CCIP-1704 More robust checks of RMN/Chain every phase #583

mateusz-sekara · 2024-03-06T09:40:54Z

More robust way of verifying if CCIP should halt processing, it's based on four items:

Source chain is healthy (this is verified by checking if source LogPoller saw finality violation)
Dest chain is healthy (this is verified by checking if destination LogPoller saw finality violation)
CommitStore is down (this is verified by checking if CommitStore is down and destination RMN is not cursed)
Source chain is cursed (this is verified by checking if source RMN is not cursed)

Whenever any of the above checks fail, the chain is considered unhealthy and the CCIP should stop
processing messages. Additionally, when the chain is unhealthy, this information is considered "sticky"
and is cached for 30 minutes. This may lead to some false-positives, but in this case, we want to be extra cautious and avoid executing any reorged messages.

Health checks are now verified in every OCR2 phase and during Observation and ShouldTransmit we enforce reading data from chain. Additionally, to reduce the number of calls to the RPC, we cache RMN curse state for 20 seconds.

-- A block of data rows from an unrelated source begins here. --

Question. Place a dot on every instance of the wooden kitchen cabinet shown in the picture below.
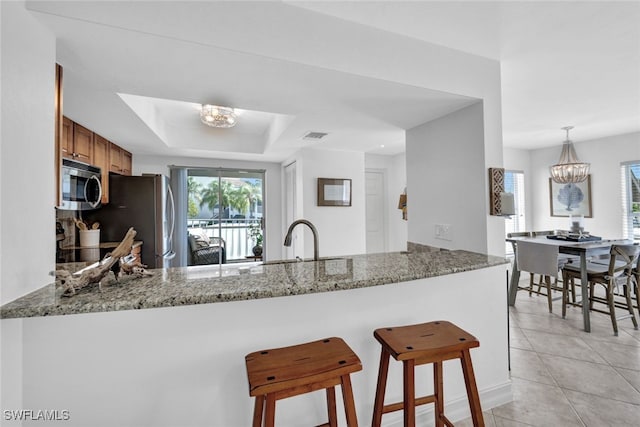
(81, 148)
(79, 143)
(115, 156)
(121, 160)
(101, 149)
(66, 140)
(127, 162)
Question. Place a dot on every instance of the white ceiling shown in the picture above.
(133, 71)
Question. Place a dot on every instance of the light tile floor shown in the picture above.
(563, 376)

core/services/ocr2/plugins/ccip/internal/cache/chain_health.go

roman-kashitsyn · 2024-03-07T14:48:42Z

core/services/ocr2/plugins/ccip/internal/cache/chain_health.go

+		c.lggr.Criticalw(
+			"Source or destination chain is unhealthy",
+			"sourceChainHealthy", sourceChainHealthy,
+			"destChainHealthy", destChainHealthy,
+		)


If we actually detect finality violations or RMN curse statuses, will we produce a critical error on every OCR round? If so, is there a way to limit the error frequency?

This would be the only log produced by the plugin because it won't be able to work so it should not increase the volume of logs, I'm not concerned about that.

connorwstein · 2024-03-07T15:35:29Z

core/services/ocr2/plugins/ccip/cciptypes/commitstore.go

@@ -18,6 +18,9 @@ type CommitStoreReader interface {
 	// Returned Commit Reports have to be sorted by Interval.Min/Interval.Max in ascending order.
 	GetAcceptedCommitReportsGteTimestamp(ctx context.Context, ts time.Time, confirmations int) ([]CommitStoreReportWithTxMeta, error)

+	// IsDestChainHealthy returns true if the destination chain is healthy.
+	IsDestChainHealthy(ctx context.Context) (bool, error)
+
 	IsDown(ctx context.Context) (bool, error)


Can merge IsDown and IsDestChainHealthy into just a Healthy()? I think its cleaner to just abstract the reader healthiness from the higher levels

Yeah, I thought about that, but decided to have these independently because
IsDown(ctx context.Context) (bool, error) requires RPC call which is cached on the Healthcheck side
IsDestChainHealthy(ctx context.Context) (bool, error) is very cheap, because it checks only a single field in LogPoller - no RPC, no db,

From the interface readability level it's definitely better to have them merged, from the performance point of views it's better to have them separated

I would suggest keeping them separated for now and maybe verifying merge possibilities later (maybe after load tests)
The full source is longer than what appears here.